Investment strategies
The investment strategies module forms the top-down part of the investment process and provides a macro framework within which the Investment Adviser’s senior investment professionals determine and manage the top-down aspects of the asset allocation process. It enables assessments of current and anticipated industry-wide trends and developments to be co-ordinated and applied in a clear and structured manner.
The investment strategy is conceptualised in terms of strategic and tactical allocation processes. The strategic asset allocation (SAA) process is quantitatively driven, is performed annually and acts as a long-term guideline. Proprietary programmes are used to optimise the risk/return of a proposed portfolio by computing the optimum allocation weightings to the various alternative investment fund styles that the Company is or may be invested in.
Portfolio management
The portfolio management module focuses on the client or product-specific aspects of the overall investment process for each asset class. The portfolio management specialists utilise the building blocks of managers and strategies, making use of the best available investment opportunities or managers identified as part of the bottom-up investment selection process.
Portfolio management is based on predefined investment parameters and objectives such as risk-return, correlation and diversification.

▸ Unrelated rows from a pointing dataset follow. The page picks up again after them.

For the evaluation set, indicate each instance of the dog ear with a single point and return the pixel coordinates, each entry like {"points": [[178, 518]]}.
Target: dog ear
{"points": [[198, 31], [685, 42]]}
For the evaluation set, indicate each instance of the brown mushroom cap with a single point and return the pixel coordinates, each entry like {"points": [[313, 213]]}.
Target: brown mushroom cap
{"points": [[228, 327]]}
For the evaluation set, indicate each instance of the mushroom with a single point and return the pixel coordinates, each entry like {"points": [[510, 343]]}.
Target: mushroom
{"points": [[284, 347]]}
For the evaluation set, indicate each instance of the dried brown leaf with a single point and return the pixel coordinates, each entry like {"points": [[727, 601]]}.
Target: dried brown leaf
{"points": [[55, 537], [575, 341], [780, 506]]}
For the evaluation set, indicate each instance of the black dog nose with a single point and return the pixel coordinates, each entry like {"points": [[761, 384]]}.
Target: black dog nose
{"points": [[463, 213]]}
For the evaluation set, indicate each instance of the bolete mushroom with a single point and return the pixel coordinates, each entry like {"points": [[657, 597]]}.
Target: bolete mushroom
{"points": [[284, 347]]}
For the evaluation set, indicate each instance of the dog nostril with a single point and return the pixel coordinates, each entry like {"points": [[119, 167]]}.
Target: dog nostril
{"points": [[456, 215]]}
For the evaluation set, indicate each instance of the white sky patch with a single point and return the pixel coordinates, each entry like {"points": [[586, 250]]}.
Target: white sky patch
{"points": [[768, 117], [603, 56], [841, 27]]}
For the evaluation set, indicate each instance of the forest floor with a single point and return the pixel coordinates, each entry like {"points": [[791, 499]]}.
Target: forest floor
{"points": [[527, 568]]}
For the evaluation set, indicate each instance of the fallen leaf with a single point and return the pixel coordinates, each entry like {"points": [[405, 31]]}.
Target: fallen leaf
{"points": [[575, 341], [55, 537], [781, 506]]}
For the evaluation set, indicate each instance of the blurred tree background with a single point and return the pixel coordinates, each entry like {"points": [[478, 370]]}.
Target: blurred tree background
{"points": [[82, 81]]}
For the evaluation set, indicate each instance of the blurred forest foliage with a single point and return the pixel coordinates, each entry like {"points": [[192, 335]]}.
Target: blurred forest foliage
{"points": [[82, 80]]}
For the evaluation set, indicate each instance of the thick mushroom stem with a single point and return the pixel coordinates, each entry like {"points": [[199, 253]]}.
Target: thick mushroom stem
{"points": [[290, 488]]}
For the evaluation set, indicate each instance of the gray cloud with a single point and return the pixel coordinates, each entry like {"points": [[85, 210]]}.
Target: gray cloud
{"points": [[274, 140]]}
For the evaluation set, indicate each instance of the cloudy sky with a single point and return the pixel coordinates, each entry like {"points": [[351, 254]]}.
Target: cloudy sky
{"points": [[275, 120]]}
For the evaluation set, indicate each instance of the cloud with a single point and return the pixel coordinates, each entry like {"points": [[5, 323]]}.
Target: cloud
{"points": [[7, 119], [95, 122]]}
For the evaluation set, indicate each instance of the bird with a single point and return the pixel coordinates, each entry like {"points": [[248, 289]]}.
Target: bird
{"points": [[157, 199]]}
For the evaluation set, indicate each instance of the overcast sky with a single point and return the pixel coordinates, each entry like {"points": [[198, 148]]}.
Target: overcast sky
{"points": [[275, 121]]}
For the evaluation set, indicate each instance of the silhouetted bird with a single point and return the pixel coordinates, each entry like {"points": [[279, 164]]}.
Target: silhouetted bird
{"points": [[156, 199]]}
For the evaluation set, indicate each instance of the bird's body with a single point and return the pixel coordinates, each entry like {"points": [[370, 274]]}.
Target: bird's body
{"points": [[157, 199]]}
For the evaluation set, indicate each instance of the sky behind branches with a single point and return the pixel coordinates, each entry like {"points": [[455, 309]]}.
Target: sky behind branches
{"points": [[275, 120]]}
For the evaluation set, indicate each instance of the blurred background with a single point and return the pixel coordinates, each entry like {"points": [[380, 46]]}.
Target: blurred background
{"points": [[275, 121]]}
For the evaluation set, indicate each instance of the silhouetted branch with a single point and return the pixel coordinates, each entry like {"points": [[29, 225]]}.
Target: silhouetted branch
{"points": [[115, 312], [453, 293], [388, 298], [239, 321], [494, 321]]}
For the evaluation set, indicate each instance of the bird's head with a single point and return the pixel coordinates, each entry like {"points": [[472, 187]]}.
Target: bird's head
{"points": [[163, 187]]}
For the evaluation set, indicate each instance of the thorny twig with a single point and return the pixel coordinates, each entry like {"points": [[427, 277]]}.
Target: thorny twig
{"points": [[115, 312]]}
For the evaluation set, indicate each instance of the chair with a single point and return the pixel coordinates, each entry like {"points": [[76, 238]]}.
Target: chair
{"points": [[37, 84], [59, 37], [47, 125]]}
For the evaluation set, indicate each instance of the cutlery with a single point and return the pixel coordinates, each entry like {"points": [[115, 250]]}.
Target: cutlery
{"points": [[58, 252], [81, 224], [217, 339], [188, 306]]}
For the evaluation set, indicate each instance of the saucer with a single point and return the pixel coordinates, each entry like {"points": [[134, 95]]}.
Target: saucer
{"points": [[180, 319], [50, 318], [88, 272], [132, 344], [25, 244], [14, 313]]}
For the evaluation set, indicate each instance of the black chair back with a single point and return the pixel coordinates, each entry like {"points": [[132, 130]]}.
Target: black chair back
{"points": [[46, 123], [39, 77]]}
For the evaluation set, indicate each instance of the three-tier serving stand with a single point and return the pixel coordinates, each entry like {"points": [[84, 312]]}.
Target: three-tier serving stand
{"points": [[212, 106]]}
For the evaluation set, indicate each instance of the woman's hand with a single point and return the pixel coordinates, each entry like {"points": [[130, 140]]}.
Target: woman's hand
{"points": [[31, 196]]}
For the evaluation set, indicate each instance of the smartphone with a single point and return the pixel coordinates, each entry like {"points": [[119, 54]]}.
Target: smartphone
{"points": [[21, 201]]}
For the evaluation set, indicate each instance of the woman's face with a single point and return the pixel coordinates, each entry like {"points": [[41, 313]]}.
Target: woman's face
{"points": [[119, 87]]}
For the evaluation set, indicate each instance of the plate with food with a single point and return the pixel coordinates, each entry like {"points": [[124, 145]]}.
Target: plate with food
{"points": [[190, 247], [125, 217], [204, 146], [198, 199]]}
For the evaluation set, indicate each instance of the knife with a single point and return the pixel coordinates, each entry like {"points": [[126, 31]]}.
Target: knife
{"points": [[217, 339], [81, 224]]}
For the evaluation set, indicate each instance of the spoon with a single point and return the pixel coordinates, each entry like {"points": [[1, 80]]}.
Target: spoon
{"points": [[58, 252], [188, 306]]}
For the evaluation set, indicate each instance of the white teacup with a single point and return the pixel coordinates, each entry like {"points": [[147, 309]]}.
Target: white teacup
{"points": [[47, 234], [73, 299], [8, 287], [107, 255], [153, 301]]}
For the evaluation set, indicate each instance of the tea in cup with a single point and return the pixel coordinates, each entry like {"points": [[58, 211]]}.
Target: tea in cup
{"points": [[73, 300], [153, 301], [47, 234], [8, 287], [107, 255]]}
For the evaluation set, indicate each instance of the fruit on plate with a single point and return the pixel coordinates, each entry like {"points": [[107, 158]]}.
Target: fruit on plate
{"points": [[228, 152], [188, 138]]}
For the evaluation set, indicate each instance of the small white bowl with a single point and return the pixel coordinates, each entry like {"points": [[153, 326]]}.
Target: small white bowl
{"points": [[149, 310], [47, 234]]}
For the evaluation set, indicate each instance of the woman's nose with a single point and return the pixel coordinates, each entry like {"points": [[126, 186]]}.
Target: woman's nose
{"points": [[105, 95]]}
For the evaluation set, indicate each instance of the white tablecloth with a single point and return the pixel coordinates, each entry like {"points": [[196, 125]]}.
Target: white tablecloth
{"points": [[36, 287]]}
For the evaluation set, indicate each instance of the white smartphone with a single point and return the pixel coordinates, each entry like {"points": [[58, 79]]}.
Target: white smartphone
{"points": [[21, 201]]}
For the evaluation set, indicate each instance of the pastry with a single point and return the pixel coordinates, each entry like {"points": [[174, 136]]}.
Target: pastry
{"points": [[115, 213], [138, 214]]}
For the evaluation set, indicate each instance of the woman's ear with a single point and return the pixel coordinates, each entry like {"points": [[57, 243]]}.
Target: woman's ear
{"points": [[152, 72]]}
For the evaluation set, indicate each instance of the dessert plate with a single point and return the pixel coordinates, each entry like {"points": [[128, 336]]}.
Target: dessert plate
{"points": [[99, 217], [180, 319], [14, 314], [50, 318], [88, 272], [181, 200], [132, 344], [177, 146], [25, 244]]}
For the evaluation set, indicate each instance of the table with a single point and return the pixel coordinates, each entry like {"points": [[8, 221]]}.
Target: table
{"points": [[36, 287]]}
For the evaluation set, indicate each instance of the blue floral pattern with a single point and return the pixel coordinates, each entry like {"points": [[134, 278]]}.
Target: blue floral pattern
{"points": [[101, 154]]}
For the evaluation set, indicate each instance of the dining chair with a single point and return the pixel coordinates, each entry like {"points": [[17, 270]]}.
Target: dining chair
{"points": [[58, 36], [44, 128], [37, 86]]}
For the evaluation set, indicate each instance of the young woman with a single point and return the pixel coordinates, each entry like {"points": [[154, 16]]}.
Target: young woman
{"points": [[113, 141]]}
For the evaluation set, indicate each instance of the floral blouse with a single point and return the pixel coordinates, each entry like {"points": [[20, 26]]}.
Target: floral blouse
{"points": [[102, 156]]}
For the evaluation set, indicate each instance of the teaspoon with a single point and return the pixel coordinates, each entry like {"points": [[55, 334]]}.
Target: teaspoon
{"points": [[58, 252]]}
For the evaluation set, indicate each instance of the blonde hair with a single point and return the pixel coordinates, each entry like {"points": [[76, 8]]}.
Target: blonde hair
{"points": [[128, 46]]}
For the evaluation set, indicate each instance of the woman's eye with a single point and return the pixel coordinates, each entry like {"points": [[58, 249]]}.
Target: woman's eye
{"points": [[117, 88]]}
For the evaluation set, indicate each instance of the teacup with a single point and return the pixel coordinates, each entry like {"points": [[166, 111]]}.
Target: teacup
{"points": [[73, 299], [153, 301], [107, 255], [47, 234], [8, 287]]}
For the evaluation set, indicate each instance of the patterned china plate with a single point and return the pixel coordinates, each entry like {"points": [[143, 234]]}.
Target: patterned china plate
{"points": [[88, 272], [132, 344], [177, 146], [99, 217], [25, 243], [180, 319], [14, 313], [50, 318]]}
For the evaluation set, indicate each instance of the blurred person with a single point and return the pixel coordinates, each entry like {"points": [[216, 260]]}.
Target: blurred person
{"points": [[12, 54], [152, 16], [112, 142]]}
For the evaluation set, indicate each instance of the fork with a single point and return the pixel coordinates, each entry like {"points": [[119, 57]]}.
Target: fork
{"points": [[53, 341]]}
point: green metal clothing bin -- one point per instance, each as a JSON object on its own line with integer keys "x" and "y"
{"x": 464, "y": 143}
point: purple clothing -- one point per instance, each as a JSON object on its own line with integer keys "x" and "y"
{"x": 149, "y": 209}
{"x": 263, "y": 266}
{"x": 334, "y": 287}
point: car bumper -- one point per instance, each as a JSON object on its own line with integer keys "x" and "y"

Correlations between the constituent strategies provide an important guideline for portfolio construction and management decisions. Pairs of negative or non-correlating investments can reduce the risk of a portfolio even if each of those investments has a high level of volatility. The Investment Adviser has developed optimisation tools capable of modelling the precise mix of investment correlations to manage overall portfolio risk. However, because correlations tend to change over time, the quantitative results of correlation optimisation help to guide rather than determine portfolio compositions.
The Investment Adviser places great emphasis on managing risk in a proactive way throughout the entire investment process. In this sense, risk management is not simply a distinct discipline, but rather an attitude applied to the entire investment process. Fundamental in this regard are the depth of due diligence during the investment selection process and the Investment Adviser’s capabilities in identifying risk-controlled investment strategies. In arriving at the optimal strategy mix, exposures to market, credit and liquidity risk are proactively addressed and, as far as possible, mitigated.
The Investment Adviser also ensures risk is managed independently of the other investment modules at both the investment and portfolio level. At the investment level, operational risks are monitored as part of the change management (ongoing due diligence) process. Strategy risks are also monitored to obtain early warnings of style drift or performance deterioration. This involves the systematic monitoring of risk and return characteristics, including the consistency and distribution of returns, drawdowns and abnormal deviations or return ‘breakouts’. Peer group analysis is also an important tool for risk monitoring.
At the portfolio level, ongoing risk monitoring and management ensure the Investment Adviser adheres to the predetermined investment guidelines for the Company. The risk management activities include asset allocation reviews, VaR (Value at Risk) calculations, stress testing to assess sensitivity to adverse scenarios, and risk attribution analysis. Exposure reports enable the Investment Adviser to quickly identify unfavourable positions that disrupt the target risk profile.